Il conteste aussi que l’on puisse considérer que derrière un frériste puisse se cacher un jihadiste.  Pourtant le frérisme partage avec le jihadisme sinon le moyen au moins le but califal. Mais le politologue a choisi d’ignorer la chaine de responsabilité qui peut exister entre une organisation frériste et le meurtrier qui décapite, comme cela s’est passé dans le cas du professeur Paty. 

  1. « On a le sentiment constant que les acteurs sociaux sont incapables de changement, d’évolution, et qu’ils sont au contraire invariablement dans un calcul, de surcroît perfide. C’est pourtant souvent le cas. L’endoctrinement salafi, diffusé par le frérisme à travers de nombreuses maisons d’éditions francophones, invite chaque musulman à des pratiques et des invocations les plus fréquentes possibles à chaque âge, période ou événement de la vie. Des applications diffusent des rappels quotidiens. Par le biais de livres, de vidéos diffusés par les nombreuses librairies, les fidèles sont invités dès le plus jeune âge à organiser leur quotidien autour de la norme halal, à s’inscrire dans la ligne qui va du passé des pieux anciens au futur de la société islamique. Cet endoctrinement est si contraignant qu’il peut induire des comportement calculés et hypocrites.
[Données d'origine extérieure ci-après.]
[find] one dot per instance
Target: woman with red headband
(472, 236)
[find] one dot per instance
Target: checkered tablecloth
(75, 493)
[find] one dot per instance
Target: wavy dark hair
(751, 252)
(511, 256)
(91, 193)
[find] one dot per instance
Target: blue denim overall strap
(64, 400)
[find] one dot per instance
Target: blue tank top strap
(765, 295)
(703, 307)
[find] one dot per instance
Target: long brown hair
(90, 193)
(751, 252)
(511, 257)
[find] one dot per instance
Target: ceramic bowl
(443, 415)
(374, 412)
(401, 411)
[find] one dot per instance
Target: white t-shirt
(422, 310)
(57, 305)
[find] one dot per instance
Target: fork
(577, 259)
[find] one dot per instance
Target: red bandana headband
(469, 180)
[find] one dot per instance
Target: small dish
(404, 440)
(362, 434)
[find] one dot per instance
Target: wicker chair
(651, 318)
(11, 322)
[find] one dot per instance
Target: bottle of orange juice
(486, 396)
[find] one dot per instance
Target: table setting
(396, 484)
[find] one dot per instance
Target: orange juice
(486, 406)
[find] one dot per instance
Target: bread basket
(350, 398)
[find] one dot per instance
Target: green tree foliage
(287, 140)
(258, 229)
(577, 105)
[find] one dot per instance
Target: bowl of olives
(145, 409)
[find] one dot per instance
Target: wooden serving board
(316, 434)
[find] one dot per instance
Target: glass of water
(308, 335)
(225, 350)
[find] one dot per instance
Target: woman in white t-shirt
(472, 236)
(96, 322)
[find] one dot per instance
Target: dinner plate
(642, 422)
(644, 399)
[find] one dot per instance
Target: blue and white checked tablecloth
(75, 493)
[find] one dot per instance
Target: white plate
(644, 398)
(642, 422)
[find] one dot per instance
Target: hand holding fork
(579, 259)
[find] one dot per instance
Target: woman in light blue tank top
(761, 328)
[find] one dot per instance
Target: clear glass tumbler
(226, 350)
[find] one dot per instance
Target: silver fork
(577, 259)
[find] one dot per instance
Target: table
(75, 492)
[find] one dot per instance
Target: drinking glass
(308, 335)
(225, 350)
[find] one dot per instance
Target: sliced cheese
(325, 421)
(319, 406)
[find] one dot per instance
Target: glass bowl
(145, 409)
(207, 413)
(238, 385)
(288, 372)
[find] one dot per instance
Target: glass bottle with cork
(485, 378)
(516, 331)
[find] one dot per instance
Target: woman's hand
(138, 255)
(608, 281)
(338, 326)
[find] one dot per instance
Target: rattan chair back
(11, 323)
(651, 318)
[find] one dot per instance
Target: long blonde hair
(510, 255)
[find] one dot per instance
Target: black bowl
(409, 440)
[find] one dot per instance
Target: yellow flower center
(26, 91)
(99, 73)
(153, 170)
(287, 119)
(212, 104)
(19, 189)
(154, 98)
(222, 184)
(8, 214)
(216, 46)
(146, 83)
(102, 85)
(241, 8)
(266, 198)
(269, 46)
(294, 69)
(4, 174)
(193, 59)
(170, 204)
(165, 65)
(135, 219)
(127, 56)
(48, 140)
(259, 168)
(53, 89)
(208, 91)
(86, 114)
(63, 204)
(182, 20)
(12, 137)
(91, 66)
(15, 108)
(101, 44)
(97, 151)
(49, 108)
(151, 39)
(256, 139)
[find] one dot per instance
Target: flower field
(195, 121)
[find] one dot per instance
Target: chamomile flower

Le politiste nie cette dimension de conditionnement psychique et physique, qu’il ne peut pas ignorer, préférant accuser celle qui la rapporte d’intention complotiste et catastrophiste : « l’une des caractéristiques du complotiste, est sa vision résolument catastrophiste. En d’autres mots, le péril est là, à nos portes, mais seule une poignée d’éveillés le verrait ».

  1. H.Seniguer écrit : « tout discours contestataire et critique venant de milieux musulmans comme non-musulmans émis à l’égard de politiques publiques ou d’opinion ayant vocation à traiter, à parler de l’islam et de la présence musulmane, pourrait être interprété, a priori ou a posteriori, comme une justification de la violence physique ».

Il soutient que, si l’on adoptait ma thèse, les propos de tous ceux (qu’ils soient musulmans ou non musulmans) qui tiennent un discours contestataire ou critique à l’égard des politiques publiques dans le but de défendre les musulmans, pourraient justifier la violence physique contre les musulmans. C’est évidemment une accusation gravissime et totalement infondée, qui impute à mon livre des intentions criminelles.

Cette technique est celle des organisations de lutte contre l’islamophobie (une des activités centrales des Frères de la deuxième génération en Europe) qui ont fait de ce soupçon une arme redoutable : l’accusation d’islamophobie structurelle empêche une société de se défendre contre l’islamisme. Venant de l’université, de la part d’un chercheur qui reçoit son salaire des contribuables, c’est une infamie. 

Conclusion 

Depuis plusieurs décennies, les sciences sociales en France on fait une large place à la théorie de l’islam politique légaliste, se laissant aller à imaginer un islamisme européen compatible avec la démocratie. 

Pour s’imposer cette théorie a criminalisé toute autre vue. Elle l’a fait sans rencontrer de réel obstacle car personne n’osait véritablement affronter et contredire une thèse rassurante. Le frérisme s’est imposé notamment par le verrouillage de la critique, et l’interdiction de penser la dimension programmatique de la doctrine sous peine d’être accusé d’islamophobe et de complotiste. 

En mettant au jour cette dimension, mon livre a déclenché la fureur.